2.3 Surgical process
All patients received surgical treatment after completing preoperative examinations. We used a 23G vitrectomy system (ALCON Constellation, USA) for vitrectomy. After vitrectomy, we connected a 41G ultra-precision microneedle (MedOne, USA) to a 1ml syringe, and connected the vitrectomy system through a hose. In silicone oil injection mode (with a pressure of 10psi), the configured tPA (250ug/ml) was injected into the subepithelial space. Based on the preoperative SD-OCT results, the injection site had to be selected in an area far away from the RPE with a high detachment rate to avoid penetrating the RPE and causing damage. At the same time, the injection had to avoid the fovea of the macula. We used the foot pedal of the vitrectomy machine to control the injection speed and amount. The injection dose was selected based on the bleeding volume (0.05–0.1 ml) of the patient, and 1–2 parts were selected for injection according to the bleeding area and protrusion height. During the injection process, a vesicular retinal detachment area could be seen under the retina. After complete air-liquid exchange following the injection, 2mg/0.05mL of Conbercept intraocular injection solution was injected into the vitreous cavity. Silicone oil or gas was injected based on the amount of bleeding under the retina. All scleral incisions were sutured with Vicryl 7 − 0 at the end of the surgery. All patients needed to maintain prone for 3 days after surgery, and multiple slow alternating head postures were required within the first day after surgery to facilitate the full mixing of tPA and hemocoel.

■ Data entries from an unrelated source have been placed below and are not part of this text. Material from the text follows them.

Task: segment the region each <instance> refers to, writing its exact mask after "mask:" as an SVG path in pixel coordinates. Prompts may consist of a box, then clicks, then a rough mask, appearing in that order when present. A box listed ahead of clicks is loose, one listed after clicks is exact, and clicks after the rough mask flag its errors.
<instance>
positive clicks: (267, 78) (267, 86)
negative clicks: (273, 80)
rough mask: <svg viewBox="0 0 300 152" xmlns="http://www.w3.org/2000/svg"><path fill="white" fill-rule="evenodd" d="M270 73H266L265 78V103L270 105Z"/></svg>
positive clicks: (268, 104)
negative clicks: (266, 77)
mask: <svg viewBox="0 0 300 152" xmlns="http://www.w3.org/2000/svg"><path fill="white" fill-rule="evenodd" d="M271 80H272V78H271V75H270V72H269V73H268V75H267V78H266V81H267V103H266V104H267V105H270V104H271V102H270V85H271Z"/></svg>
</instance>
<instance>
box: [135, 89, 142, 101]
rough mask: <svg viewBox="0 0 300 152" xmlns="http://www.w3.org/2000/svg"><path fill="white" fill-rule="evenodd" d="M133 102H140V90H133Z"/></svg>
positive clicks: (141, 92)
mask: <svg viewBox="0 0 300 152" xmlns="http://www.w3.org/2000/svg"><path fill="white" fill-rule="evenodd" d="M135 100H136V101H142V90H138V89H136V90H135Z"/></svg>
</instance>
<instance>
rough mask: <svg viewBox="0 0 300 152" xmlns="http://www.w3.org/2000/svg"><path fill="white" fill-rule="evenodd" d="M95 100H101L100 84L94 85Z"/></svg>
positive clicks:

2.4 Postoperative follow-up
Patients were followed up and observed at 1 month and 3, 6, and 12 months after surgery. They received a second injection of 2mg/0.05ml of Conbercept intravenously one month and 2 months after surgery, and the decision to continue injecting Conbercept was made based on the healing of the lesion after the third month. The criteria for re-injection were new bleeding, persistent or new subretinal fluid accumulation on SD-OCT, or ICGA indicating incomplete resolution of PCV lesions. BCVA, slit lamp examination, intraocular pressure examination, Auger fundus photography, and SD-OCT, among others, were performed during each postoperative follow-up visit.
2.5 Evaluation indicators
The preoperative and postoperative BCVA and macular fovea thicknesses (CMT) were compared. The intraoperative and postoperative complications, clearance rate of macular hemorrhage, and recurrence rate of macular subretinal hemorrhage were also observed. The complete clearance of macular hemorrhage was defined as the clearance of subretinal hemorrhage within a radius of 2DD centered around the fovea of the macula.
2.6 Statistical analysis
The patient baseline characteristics were analyzed using IBM SPSS version 2.0 software (IBM SPSS Company, Chicago, Illinois, USA). The categorical demographic and baseline data are expressed as frequency and percentage, and the continuous data are expressed as mean and standard deviation (\(\stackrel{-}{x}\)±S). For statistical purposes, BCVA was recorded as logMAR. The preoperative and postoperative BCVA were compared using repeated measures analysis of variance. The blood clearance rate, recurrence rate, and number of complications were recorded as percentages. Two-tailed P-values of less than 0.05 denoted statistical significance.